Bio

Eleonor Sandresky is a composer, inventor of the Wonder Suit, producer of film with live orchestra concerts, founder of the MATA Festival, and pianist with the Philip Glass Ensemble since 1991.

Eleonor’s music is heard around the world, including at Cannes Film Festival, Venice Biennale, Budapest Opera House, and most frequently in her hometown of New York. She has received numerous grants and commissions from notable institutions like ASCAP, Jerome Foundation, New Music USA, Meet the Composer, American Music Center, and has been a composer-in-residence at Yaddo, STEIM (Studio for Electronic Instrumental Music) in Amsterdam, and the MacDowell Colony.

Recent works include Strange Energies, a set of etudes for solo piano (2019); Wunderkammern Live! (2017) for mixed ensemble and film by Erika Suderburg which premiered on Tribeca New Music; Opening (2016) for guitar ensemble, commissioned by The NY Classical Guitar Society; and, Donne Songs Without Words (2015), for choreographed viols and baroque harp, commissioned by Parthenia with a grant from NYSCA. Other notable premieres have included Suite for String Quartet (2007) by ETHEL, Meditation for String Orchestra (2004), recorded by the Kiev Philharmonic and released on ERM in 2006, and The Fall of America (2003), premiered by Vox Vocal Ensemble. Works-in-progress include a new chamber piece for Collide-O-Scope to be premiered in the Spring of 2021.

Working at the forefront of avant-garde concert-as-theater, Eleonor reinvented herself in 1999 as the original Choreographic Pianist with her groundbreaking composition, A Sleeper’s Notebook (1999–2003), in which she explores her deep interest in how motion translates to emotion through sound. Out of this work, Eleonor invented The Wonder Suit, a remote set of wireless sensors worn and used to trigger sonic events through movement during live performance. These sonic events range from discrete processes to surface manipulations of pitch and build on the concepts and ideas in her choreographed works. She has created large-scale works for The Suit, including A Space Odyssey (2016) which incorporates found sounds from NASA as a basis for the composition. Eleonor continues to don The Suit in improvised, live performance. In recent years she has also been a featured composer/performer at London's Cafe Oto, Morelia Center for Electronic Music in Mexico, San Francisco Center for New Music, USC Fullerton New Music Festival, and Gallery MC in Manhattan.

Eleonor has always been interested in creating opportunities for others.
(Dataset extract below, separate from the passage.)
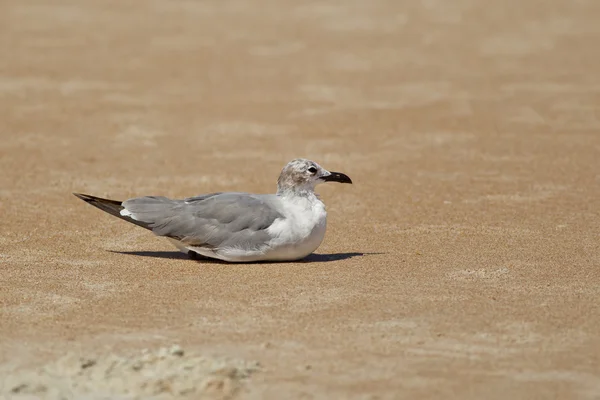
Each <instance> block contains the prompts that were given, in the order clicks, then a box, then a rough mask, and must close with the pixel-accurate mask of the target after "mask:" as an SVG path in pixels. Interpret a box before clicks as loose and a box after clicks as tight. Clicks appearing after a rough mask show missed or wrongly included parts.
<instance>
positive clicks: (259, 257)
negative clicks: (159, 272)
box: [73, 158, 352, 262]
To that end, in 1996 she co-founded Music at the Anthology, Inc, more commonly known as the MATA Festival. MATA’s mission is to commission and premiere works by young composers in a setting of their peers from around the world. She is also a founding member of Ensemble 50, a composer-driven improvisational group, and The Gathering, a flexible chamber ensemble dedicated to contemporary music. Eleonor created and curated a concert series, Rétes (RAY-tesh), where she collaborated with a different composer/performer for each concert covering a broad spectrum of musical styles and including Kamala Sankaram (Thumbprint Opera), Pat Irwin (Raybeats/B52s), Randy Gibson (The Four Pillars), and Du Yun (Angel's Bone).

As music director, Eleonor has worked in a variety of theatrical settings — from dance performances with Susan Marshall & Company to film-with-live-music projects. Deeply involved in the genre of live music and film, Eleonor composes, conducts and produces concerts of her own scores, as well as those of Leonard Bernstein and Philip Glass throughout the world, from Beijing Music Festival to Tanglewood Summer Festival. As pianist, she performs her own works and has premiered, performed, and recorded works by Egberto Gismonti, Eve Beglarian, Guy Klusevcek, among others with ensembles including Essential Music and the Vanguard Chamber Orchestra.

Eleonor’s music is available on Sony Classics, Koch International, Orange Mountain Music, ERM Media, and Albany Records.